The time interval when the change is being applied is of interest to the direct users of a component as well as to the users of components that depend on the component being changed. In addition, such change also brings uncertainty about the availability or reliability of a service after the change is applied. For these reasons, the making of a change to any IT component requires consent from the users of that component as well as from the users of the components that depend on the component being changed. In addition, policies are put in place for streamlining such changes.
In an IT ecosystem, approvers are designated to represent the interests of various user groups and IT service components that form the fabric of an IT system. An approver is responsible for approving two aspects of a change request:                (i) the actual change to be implemented, and        (ii) the time when the change is to be applied.        

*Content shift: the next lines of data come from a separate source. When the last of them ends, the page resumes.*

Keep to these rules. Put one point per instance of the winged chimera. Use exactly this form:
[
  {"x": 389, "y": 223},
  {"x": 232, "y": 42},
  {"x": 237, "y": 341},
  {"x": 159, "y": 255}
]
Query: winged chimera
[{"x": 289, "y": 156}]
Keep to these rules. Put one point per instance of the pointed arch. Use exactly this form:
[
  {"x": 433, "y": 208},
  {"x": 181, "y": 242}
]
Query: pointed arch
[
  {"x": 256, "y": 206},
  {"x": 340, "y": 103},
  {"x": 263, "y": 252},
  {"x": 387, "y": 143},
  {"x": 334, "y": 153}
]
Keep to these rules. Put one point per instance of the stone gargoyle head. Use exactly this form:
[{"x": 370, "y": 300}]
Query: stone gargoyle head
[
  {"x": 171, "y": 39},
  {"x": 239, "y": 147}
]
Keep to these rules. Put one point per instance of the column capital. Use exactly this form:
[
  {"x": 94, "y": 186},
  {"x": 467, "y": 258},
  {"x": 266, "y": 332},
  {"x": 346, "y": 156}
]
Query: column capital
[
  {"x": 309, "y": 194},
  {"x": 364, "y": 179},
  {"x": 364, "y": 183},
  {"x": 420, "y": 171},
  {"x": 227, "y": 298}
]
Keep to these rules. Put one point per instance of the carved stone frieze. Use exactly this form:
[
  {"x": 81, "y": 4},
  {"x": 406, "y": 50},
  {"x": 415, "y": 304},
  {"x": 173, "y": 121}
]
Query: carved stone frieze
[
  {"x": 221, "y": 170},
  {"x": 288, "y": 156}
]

An approver is required to take into account the interests of the users or of the service component the approver represents. An approver also may be responsible for policy enforcement in applying a change.
Throughout this specification, the time window when a change is to be applied will be referred to as the change schedule.

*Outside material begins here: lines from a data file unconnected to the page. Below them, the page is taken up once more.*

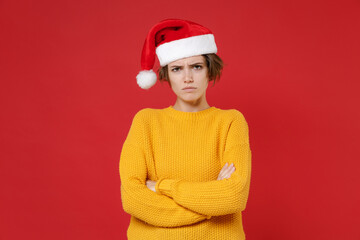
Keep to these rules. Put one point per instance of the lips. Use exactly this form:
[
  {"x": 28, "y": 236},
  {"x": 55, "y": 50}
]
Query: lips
[{"x": 185, "y": 88}]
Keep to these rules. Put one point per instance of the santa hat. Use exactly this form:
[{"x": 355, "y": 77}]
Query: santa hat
[{"x": 171, "y": 40}]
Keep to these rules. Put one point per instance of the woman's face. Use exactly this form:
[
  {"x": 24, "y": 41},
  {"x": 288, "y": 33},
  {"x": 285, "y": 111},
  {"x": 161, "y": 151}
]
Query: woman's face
[{"x": 189, "y": 78}]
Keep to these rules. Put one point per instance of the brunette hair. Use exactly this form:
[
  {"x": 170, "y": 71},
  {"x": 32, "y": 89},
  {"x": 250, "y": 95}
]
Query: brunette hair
[{"x": 213, "y": 63}]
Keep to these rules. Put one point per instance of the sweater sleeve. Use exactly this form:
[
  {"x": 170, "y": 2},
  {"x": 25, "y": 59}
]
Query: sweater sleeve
[
  {"x": 137, "y": 199},
  {"x": 218, "y": 197}
]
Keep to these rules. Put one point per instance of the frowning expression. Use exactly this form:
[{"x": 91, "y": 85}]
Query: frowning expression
[{"x": 189, "y": 78}]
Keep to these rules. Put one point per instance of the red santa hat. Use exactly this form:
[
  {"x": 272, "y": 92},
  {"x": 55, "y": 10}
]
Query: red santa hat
[{"x": 171, "y": 40}]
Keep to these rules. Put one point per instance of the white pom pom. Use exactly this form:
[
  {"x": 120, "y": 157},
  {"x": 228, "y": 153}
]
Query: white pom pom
[{"x": 146, "y": 79}]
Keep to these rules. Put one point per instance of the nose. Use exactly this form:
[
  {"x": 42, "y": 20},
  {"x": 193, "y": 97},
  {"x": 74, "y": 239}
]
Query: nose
[{"x": 188, "y": 76}]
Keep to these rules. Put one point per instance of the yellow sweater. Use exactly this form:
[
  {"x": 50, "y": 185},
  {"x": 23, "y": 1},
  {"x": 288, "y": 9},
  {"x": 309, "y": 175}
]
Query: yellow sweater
[{"x": 184, "y": 152}]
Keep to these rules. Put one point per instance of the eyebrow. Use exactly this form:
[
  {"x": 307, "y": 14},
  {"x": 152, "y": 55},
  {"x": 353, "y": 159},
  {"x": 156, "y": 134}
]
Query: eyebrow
[{"x": 197, "y": 63}]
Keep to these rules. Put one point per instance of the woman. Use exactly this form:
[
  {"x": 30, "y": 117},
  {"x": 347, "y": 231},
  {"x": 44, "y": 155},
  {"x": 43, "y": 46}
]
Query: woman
[{"x": 185, "y": 169}]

As mentioned earlier, a change affects the availability of the component being changed as well as the components that are dependent on the component being changed. Thus, in determining a change schedule, there is a tension between the availability demands on a component and the importance or the urgency of the change being applied. The larger the number of components affected by a change, higher is the number of constraints to the problem of determining an all-agreeable change schedule. In many cases, a change to a lower level IT service component such as OS platform, can affect ten or more other IT service components and user groups. Finding a common change schedule agreeable to all involved parties is a challenging problem.

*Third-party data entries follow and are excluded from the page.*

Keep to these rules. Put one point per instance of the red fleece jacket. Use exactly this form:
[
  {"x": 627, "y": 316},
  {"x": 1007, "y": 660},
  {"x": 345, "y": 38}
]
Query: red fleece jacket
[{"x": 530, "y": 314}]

Today this problem typically is handled manually by proposing a change schedule and asking the approvers to approve or disapprove the change schedule. Even if the schedule is unacceptable to one of the approvers, the process is repeated with another change schedule. Thus, scheduling a required change itself can take an indeterminate amount of time and may waste valuable time before an urgent change to the system can be made. Underneath this inefficiency there are two fundamental problems:                (i) the proposed change schedules are determined by guesswork rather than by taking into account the available information on the constraints and priorities of the individual approvers and by deducing an acceptable change schedule intelligently based on the available information        (ii) relative impact of the change on the individual approver's domain is not considered and thus, priorities of all approvers are considered equal. This can result in unnecessary delays and deadlocks in scheduling.